This Photo Series Is Empowering Girls To Do Away With Society's Labels

"The power in defining who you are lies WITHIN you."

As a society, we are constantly trying to put each other into defined boxes, but photographer Valerie Vaughn wants to do away with the labels. Vaughn, of Withunmind Photography, is helping Black girls and women define themselves on their own terms with her photo series Project Unlabeled: I Define Me



The project combines the power of the spoken word with empowering photographs. It aims to teach girls and women that you are only limited by you.

Vaughn, who is the mother of five daughters, told A Plus via email that she has always been passionate about empowering women.

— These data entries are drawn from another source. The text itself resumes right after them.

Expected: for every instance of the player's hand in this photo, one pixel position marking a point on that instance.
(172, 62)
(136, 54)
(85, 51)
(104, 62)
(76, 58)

"I am constantly seeing labels being placed on girls (and women, too) by their peers, the media, society, and even those that love them," she said. "Up to this point, I tried to do my part in combating this by helping to teach my girls, and those I had the chance to spend any time with, that they could do and be WHATEVER it is that they choose to be. I also used my camera to help reflect to them their true beauty and give them the opportunity to embrace it." 

Vaughn was inspired to take further action when she came across an inspiring Facebook post. From there, Project Unlabeled: I Define Me was born.

"While scrolling through my Facebook timeline one day, I ran across a spoken word video by an artist named Telesa Hines. I had never met her and and, up until that point, had never heard of her. The piece in the video was called, 'I'm Coming For You,'" Vaughn explained, "It was powerful. It felt like a personal call to action to me to ACTIVELY DO something. I had the idea of shooting five to ten Brown girls — all shapes, sizes, and skin tones — and having Telesa write and perform a spoken word piece to it. The final result of the project would be a video [below]. I immediately inboxed Telesa, and not knowing me from Joe Blow, she said she was on board. The voice you hear in the video is her, reciting her original piece for the project."

After putting out a call for models on Facebook for the shoot, Vaughn received 108 submissions. She decided to photograph all of them, even though her original plan was to only shoot five to ten. The resulting series features about 96 girls who were able to make it to the photo shoot. The video (below) puts the images to Telesa's words. 

After the shoot and the video, Vaughn stated that the change in the girls was evident, "Over and over again I received calls and messages from the moms of the girls that participated in the project. They would tell me about how their daughters seem to feel more confident and encouraged after the shoot and how they were even encouraging others."

"Several moms told me about how they could even physically see a change in their child by the way they carried themselves and even walked."

The name of Vaughn's project was something that was difficult to come up with, but it ended up being very significant. She wrote, "It was referred to as The Project. I joked it would be called Project No Name because I couldn't come up with one and also show support to the cause of NOT NAMING or labeling people, but allowing them to name or define themselves. That joke developed into Project Unlabeled : I Define Me because it's exactly what the project was and is. Taking off the labels and picking up your own definition of YOU."

This is the message she hopes everyone who views the photo series and subsequent video will take away from it. "Just like my hope for the girls directly involved in the project, I hope that EVERYONE who sees the video will see someone that looks or feels like them: Someone who has big hair like them or little hair; someone who is tall and thin or that has a few more curves or even needs a wheelchair to get around; someone who looks a little shy like you or who is bold and boisterous. " She added, "I want them to know that you can truly do and be whatever it is that you want. People will talk about you from the cradle to the grave, but despite what anyone says, what anyone calls you, the power in defining who you are lies WITHIN you."



In addition to the shoot, Vaughn created weekly Labeled Videos throughout 2016 about empowering Black women in the community. The goal was to show young girls successful and proactive women that look like them.

Vaughn wrote, "Though the target was our young girls with the Labeled Videos from this year, I've heard many stories of how they've deeply impacted not only the women sharing a bit of their story in them, but the many women who have viewed them."